= Imperial Agricultural Bureaux =

The Imperial Agricultural Bureaux was an initiative taken by the Governments of the British Commonwealth who agreed to jointly fund a number of bureaux "to collect, collate and disseminate information on research in eight selected branches of agricultural science". On 1 April 1929 an Executive Council was created, which proceed to set up the eight Bureaux. The principal role of help research workers in the British Empire to keep abreast of their subjects.
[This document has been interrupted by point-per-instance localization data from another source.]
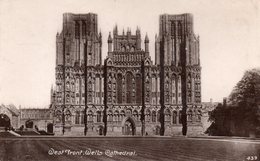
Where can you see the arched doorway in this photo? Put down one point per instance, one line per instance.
(4, 121)
(50, 128)
(128, 127)
(100, 130)
(29, 124)
(157, 130)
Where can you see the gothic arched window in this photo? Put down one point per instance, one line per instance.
(77, 29)
(84, 28)
(82, 117)
(180, 118)
(98, 116)
(129, 87)
(189, 115)
(148, 115)
(77, 117)
(116, 116)
(119, 88)
(110, 116)
(138, 89)
(90, 116)
(174, 117)
(167, 115)
(179, 29)
(135, 114)
(153, 116)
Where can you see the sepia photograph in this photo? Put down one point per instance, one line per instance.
(140, 80)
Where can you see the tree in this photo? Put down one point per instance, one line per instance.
(241, 115)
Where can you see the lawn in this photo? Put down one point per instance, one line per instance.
(124, 148)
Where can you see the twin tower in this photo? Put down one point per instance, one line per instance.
(79, 46)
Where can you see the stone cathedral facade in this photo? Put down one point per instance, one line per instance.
(123, 78)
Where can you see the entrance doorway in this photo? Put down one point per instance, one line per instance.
(100, 130)
(129, 127)
(50, 128)
(4, 121)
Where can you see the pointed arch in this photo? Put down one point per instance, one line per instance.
(119, 88)
(138, 87)
(129, 87)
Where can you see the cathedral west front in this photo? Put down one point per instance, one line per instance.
(109, 94)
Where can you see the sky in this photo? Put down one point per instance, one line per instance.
(229, 33)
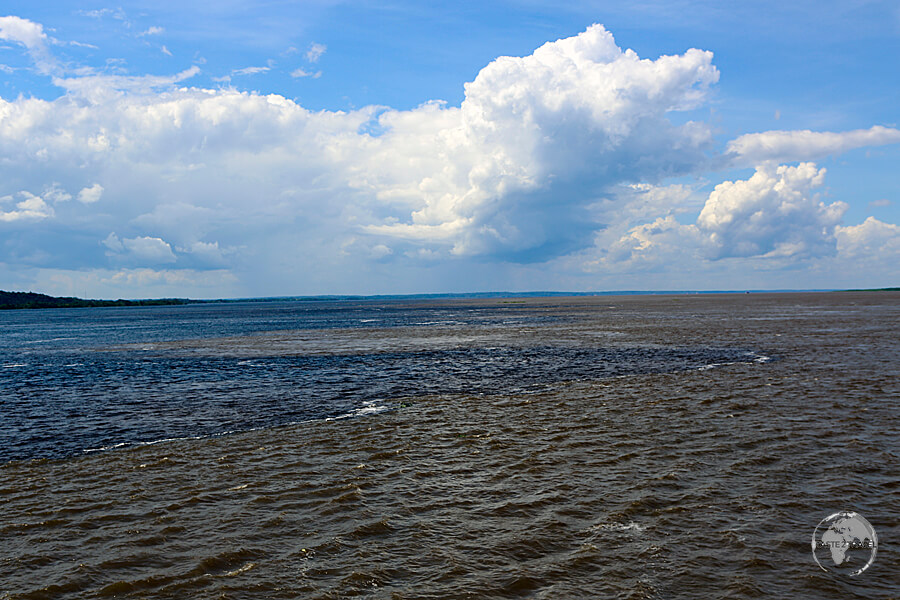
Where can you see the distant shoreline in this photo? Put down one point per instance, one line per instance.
(32, 300)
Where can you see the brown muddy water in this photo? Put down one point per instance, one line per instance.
(680, 446)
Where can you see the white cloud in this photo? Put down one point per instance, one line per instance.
(775, 213)
(99, 89)
(535, 140)
(870, 239)
(31, 208)
(54, 193)
(31, 35)
(300, 72)
(141, 250)
(792, 146)
(250, 70)
(315, 52)
(548, 155)
(91, 194)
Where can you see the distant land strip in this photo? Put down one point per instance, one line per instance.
(25, 300)
(14, 300)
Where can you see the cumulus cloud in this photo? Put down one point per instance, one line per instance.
(31, 208)
(535, 140)
(250, 70)
(31, 35)
(315, 52)
(567, 152)
(141, 250)
(774, 213)
(791, 146)
(301, 72)
(871, 238)
(91, 194)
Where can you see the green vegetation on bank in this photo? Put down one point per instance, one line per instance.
(14, 300)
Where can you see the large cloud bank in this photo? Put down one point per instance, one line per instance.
(548, 156)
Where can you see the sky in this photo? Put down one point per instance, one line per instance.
(276, 148)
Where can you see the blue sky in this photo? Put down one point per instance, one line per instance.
(279, 148)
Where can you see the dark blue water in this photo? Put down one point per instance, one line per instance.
(67, 387)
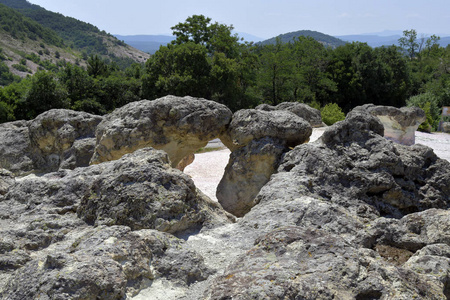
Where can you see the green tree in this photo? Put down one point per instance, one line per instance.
(215, 37)
(409, 42)
(45, 93)
(178, 70)
(96, 66)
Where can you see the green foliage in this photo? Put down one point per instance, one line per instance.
(429, 103)
(178, 70)
(44, 94)
(324, 39)
(21, 27)
(332, 113)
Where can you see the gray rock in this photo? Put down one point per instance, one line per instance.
(58, 139)
(354, 166)
(15, 148)
(304, 111)
(176, 125)
(299, 263)
(400, 124)
(248, 170)
(257, 139)
(251, 124)
(105, 263)
(446, 127)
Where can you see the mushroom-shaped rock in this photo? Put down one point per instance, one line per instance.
(257, 139)
(177, 125)
(63, 138)
(399, 124)
(446, 127)
(312, 115)
(355, 166)
(252, 124)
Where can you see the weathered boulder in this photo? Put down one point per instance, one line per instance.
(15, 148)
(249, 168)
(105, 263)
(446, 127)
(301, 263)
(257, 139)
(186, 161)
(353, 165)
(176, 125)
(399, 124)
(304, 111)
(251, 124)
(56, 136)
(85, 232)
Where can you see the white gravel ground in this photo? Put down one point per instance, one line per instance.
(208, 168)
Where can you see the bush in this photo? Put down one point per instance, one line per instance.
(332, 113)
(427, 102)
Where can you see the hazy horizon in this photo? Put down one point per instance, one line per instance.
(264, 19)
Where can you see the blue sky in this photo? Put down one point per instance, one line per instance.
(263, 18)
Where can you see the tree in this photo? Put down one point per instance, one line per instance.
(96, 66)
(44, 94)
(409, 42)
(177, 70)
(215, 37)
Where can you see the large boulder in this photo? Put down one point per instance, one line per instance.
(257, 139)
(62, 138)
(353, 165)
(446, 127)
(400, 124)
(56, 139)
(90, 232)
(176, 125)
(304, 111)
(251, 124)
(15, 148)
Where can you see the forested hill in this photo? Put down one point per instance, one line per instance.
(78, 35)
(326, 40)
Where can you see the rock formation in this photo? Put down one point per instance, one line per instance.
(399, 124)
(446, 127)
(257, 140)
(15, 147)
(56, 139)
(86, 232)
(63, 139)
(304, 111)
(176, 125)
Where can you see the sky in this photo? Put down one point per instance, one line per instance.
(262, 18)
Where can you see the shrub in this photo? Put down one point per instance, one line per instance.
(332, 113)
(427, 102)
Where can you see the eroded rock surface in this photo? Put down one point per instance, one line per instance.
(62, 138)
(257, 139)
(15, 148)
(46, 224)
(304, 111)
(176, 125)
(400, 124)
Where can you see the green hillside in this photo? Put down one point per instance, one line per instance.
(78, 35)
(326, 40)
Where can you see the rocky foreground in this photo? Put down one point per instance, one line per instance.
(92, 207)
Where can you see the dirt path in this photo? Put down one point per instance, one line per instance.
(208, 168)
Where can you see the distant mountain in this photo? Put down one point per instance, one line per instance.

This was achieved by

- circulating regular bulletins and journals containing abstracts focussing on updates in specific areas
- providing information needed on specific points, with the corollary that the workers themselves must be aware of the existence of the
bureaux and have sufficient confidence in them to ask for this information
- by co-ordinating meet-ups of research workers whenever this attracted sufficient participants
- offering advice or accommodation to meet the needs of researchers

Following recommendations from the British Commonwealth Scientific Official Conference, 1946, the Imperial Agricultural Bureaux was transformed into the Commonwealth Agricultural Bureaux (CAB).

==Membership of Executive Council==
The initial members of the council were:

- Robert Blyth Greig, (chairman)Scotland
- Frank Lidgett McDougall, Australia
- Charles John Howell Thomas, England and Wales
- G. Scott Robertson, Northern Ireland
- J. H. Grisdale, Canada
- John Gorst Hubball, South Africa
- Nevill L. Wright, New Zealand
- J. L. Hinchcliffe, Irish Free State
- David Clouston, India
- B. F. Wright, Southern Rhodesia
- Roland Venables Vernon, Colonies, Protectorates and Mandated Territories
The secretary was Sir David Chadwick

==The individual bureaux and other bodies==
Initially there were eight bureaux:
- Imperial Bureau of Soil Science, founded in 1929, based at Rothamsted Experimental Station
- Imperial Bureau of Animal Nutrition, based at Rowett Research Institute, Aberdeen
- Imperial Bureau of Animal Health, based at the Veterinary Laboratory, Weybridge
- Imperial Bureau of Animal Genetics, based at the Animal Breeding Research Department, Edinburgh University
- Imperial Bureau of Agricultural Parasitology, based at Winches Farm, St Albans
- Imperial Bureau of Plant Genetics, based at the School of Agriculture, Cambridge
- Imperial Bureau of Plant Breeding (Herbage Plants) , based at the Welsh Plant Breeding Station, Aberystwyth
- Imperial Bureau of Fruit Production, based at East Malling Research Centre, Kent

Also the International Mycological Institute was included in their remit.